Without the intervention of an IFP armed with the right questions and trained in the right solutions, most consumers will go on being unprepared for the unexpected. But for the intentional interaction of an IFP, the family and/or business partners of the unprepared consumer may end up bearing the consequences.
This is why the impact that an independent financial professional (IFP) is rightly viewed as a proximate cause in the positive sense.
Next, we need to define a term from chemistry.
Definition #2: Catalyst
- a substance that enables a chemical reaction to proceed at a usually faster rate or under different conditions (as at a lower temperature) than otherwise possible.
- an agent that provokes or speeds significant change or action. That waterway became the catalyst of the area’s industrialization. He was the catalyst in the native uprising.
Catalyst as a Metaphor
The term “Catalyst” is borrowed in order to illustrate, metaphorically, the second most important element that drives independent life insurance distribution. In independent life insurance distribution the MGA (BGA, IMO, etc.) is the party best suited to help IFPs become the proximate cause in the lives of more and more consumers! The MGA can help the IFP improve effectiveness and therefore speed significant change in the lives of existing clients and cause prospecting to happen at a faster rate!
Again, nothing happens until the right questions are asked and answered.
Sample Catalyst Questions:
- What concerns are most pressing among your clients?
- How many families and businesses can you help to protect through life insurance this year?
- How many of your past clients own life insurance products that do not feature the living benefits available in today’s products?
- How much of your annual revenue originates from life insurance sales?
- How many of your clients have you not seen in the last four years?
- Can you state whether or not your clients are well-covered with life insurance?
- Why are more people not buying life insurance from you?
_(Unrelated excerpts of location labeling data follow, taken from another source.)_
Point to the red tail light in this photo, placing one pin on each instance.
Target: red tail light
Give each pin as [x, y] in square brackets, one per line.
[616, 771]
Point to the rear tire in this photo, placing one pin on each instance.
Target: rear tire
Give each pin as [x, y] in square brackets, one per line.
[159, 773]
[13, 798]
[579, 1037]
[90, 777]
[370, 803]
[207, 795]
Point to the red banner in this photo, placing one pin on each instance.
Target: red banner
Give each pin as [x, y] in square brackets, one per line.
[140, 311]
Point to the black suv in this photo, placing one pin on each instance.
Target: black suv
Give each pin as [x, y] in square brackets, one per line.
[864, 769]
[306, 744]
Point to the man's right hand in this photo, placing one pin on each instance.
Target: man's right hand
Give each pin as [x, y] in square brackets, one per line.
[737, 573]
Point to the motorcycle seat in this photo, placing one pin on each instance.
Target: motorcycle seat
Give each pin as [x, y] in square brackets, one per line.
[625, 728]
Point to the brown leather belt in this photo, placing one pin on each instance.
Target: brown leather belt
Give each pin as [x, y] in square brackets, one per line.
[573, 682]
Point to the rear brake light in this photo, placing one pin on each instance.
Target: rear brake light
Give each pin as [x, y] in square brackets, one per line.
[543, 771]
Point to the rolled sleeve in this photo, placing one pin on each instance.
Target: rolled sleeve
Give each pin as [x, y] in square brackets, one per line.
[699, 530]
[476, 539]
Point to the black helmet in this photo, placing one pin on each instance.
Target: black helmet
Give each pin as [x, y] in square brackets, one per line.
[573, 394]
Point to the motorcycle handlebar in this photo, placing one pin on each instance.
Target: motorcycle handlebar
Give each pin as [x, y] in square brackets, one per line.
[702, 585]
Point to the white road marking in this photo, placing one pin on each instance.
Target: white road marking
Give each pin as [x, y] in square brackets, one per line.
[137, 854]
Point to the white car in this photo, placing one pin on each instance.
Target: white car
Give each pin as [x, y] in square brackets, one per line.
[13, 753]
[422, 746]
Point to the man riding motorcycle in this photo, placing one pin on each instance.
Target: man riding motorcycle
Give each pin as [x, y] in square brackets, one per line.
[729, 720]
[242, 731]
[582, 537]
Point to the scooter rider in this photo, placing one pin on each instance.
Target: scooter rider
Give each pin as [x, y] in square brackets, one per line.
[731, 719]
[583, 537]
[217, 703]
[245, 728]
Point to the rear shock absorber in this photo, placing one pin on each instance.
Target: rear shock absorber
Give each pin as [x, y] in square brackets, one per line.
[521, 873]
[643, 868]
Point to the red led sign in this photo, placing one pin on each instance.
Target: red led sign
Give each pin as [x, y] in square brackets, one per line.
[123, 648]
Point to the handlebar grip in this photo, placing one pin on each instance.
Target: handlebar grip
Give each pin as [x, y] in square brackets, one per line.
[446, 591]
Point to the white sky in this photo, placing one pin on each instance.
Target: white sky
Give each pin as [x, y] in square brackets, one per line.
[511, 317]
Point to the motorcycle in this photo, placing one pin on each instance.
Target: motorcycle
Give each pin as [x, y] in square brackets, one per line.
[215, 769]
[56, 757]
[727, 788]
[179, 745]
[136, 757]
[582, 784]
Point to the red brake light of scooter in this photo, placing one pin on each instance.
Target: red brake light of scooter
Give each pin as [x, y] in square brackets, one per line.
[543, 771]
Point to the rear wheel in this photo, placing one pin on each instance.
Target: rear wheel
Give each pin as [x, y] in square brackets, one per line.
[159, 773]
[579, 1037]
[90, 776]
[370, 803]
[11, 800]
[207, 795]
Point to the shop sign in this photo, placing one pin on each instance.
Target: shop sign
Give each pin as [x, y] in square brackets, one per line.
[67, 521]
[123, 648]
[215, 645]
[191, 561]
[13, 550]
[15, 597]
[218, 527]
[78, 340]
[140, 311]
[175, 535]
- Are your referral-gathering skills below average, average or above average?
Without the MGA investing time by asking the right questions, an IFP will likely not change, and the number and frequency of contacts with consumers will remain static.
- In independent life insurance distribution, nothing happens until the life of an independent financial professional intersects, in an impactful way, with the life of a consumer who is unprepared for the unexpected.
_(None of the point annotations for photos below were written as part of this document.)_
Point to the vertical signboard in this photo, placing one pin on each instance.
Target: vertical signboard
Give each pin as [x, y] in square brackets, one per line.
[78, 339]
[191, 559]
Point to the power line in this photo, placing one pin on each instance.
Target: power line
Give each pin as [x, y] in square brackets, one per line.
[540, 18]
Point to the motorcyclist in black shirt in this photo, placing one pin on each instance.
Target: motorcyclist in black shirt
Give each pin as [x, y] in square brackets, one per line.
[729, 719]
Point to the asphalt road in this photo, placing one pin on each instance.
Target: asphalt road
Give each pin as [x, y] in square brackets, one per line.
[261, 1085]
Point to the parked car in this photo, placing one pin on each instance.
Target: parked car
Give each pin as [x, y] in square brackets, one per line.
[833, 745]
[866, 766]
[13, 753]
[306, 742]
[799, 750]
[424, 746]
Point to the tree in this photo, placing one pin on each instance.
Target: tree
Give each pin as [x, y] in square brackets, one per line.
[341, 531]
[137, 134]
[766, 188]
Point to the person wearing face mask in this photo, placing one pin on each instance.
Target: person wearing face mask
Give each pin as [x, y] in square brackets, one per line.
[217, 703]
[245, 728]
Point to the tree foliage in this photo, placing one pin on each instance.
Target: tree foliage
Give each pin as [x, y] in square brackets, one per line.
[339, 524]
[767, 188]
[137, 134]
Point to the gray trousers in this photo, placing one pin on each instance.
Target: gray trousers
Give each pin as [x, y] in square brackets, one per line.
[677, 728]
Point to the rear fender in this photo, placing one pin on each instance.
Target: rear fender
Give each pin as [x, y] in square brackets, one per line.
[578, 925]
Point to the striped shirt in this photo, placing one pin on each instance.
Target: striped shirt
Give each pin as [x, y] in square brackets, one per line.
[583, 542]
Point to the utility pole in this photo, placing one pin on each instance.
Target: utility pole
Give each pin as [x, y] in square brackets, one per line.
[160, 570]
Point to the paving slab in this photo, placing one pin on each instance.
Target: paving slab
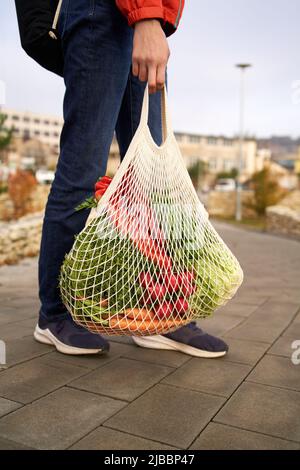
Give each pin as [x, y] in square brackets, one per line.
[23, 349]
[171, 415]
[265, 409]
[92, 361]
[14, 330]
[293, 330]
[122, 378]
[10, 445]
[245, 352]
[12, 315]
[219, 437]
[7, 406]
[30, 380]
[59, 419]
[276, 371]
[215, 377]
[276, 312]
[220, 322]
[154, 356]
[104, 438]
[251, 331]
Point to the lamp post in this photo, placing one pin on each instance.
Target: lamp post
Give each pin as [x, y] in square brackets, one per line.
[238, 212]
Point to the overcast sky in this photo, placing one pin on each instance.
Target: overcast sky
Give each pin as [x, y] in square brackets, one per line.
[203, 83]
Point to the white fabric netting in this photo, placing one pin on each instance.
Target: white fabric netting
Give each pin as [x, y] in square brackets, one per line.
[148, 260]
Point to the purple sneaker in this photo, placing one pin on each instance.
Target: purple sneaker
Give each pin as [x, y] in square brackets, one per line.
[189, 339]
[69, 338]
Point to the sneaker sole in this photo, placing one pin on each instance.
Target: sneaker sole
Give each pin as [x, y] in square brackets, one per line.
[160, 342]
[46, 337]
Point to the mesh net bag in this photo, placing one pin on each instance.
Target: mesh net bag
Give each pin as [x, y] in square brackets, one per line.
[148, 261]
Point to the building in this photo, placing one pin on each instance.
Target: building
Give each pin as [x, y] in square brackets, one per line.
[221, 153]
[28, 125]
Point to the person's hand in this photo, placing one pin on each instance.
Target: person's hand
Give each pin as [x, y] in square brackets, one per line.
[150, 53]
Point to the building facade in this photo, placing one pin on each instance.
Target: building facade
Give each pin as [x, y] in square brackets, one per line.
[221, 154]
[28, 125]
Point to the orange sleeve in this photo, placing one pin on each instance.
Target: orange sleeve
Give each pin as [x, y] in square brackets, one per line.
[169, 11]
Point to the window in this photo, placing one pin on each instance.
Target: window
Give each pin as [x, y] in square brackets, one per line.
[228, 165]
[195, 139]
[212, 164]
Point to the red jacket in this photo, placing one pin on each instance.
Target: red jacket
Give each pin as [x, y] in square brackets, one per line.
[169, 11]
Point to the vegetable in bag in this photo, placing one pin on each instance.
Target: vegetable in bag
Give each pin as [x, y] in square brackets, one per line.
[149, 260]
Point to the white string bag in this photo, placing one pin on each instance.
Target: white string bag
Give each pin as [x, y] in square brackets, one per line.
[148, 261]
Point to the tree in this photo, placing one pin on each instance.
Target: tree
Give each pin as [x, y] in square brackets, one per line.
[267, 191]
[197, 171]
[228, 174]
[5, 134]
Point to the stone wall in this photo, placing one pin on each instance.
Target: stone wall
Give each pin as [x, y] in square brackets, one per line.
[20, 238]
[223, 204]
[284, 218]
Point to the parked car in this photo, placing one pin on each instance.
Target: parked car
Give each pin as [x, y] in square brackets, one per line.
[225, 184]
[44, 176]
- The IFP armed with the right questions and trained in the right solutions can become the proximate cause that produces vital improvement in the preparedness of a consumer.
- The MGA who asks the right questions can be the catalyst who helps the IFP improve effectiveness and therefore speed significant change in the lives of existing clients and cause prospecting to happen at a faster rate.
Are you ready to become that proximate cause, or that catalyst, so that the widely-acknowledged life insurance coverage gap among American households can be speedily reduced?
But for you, who is it that will remain unprepared for the unexpected?
The opinions and ideas expressed by the author are his own and not necessarily those of North American Company for Life and Health Insurance or its affiliates. North American Company does not endorse or promote these opinions and ideas nor does the company or agents give tax advice.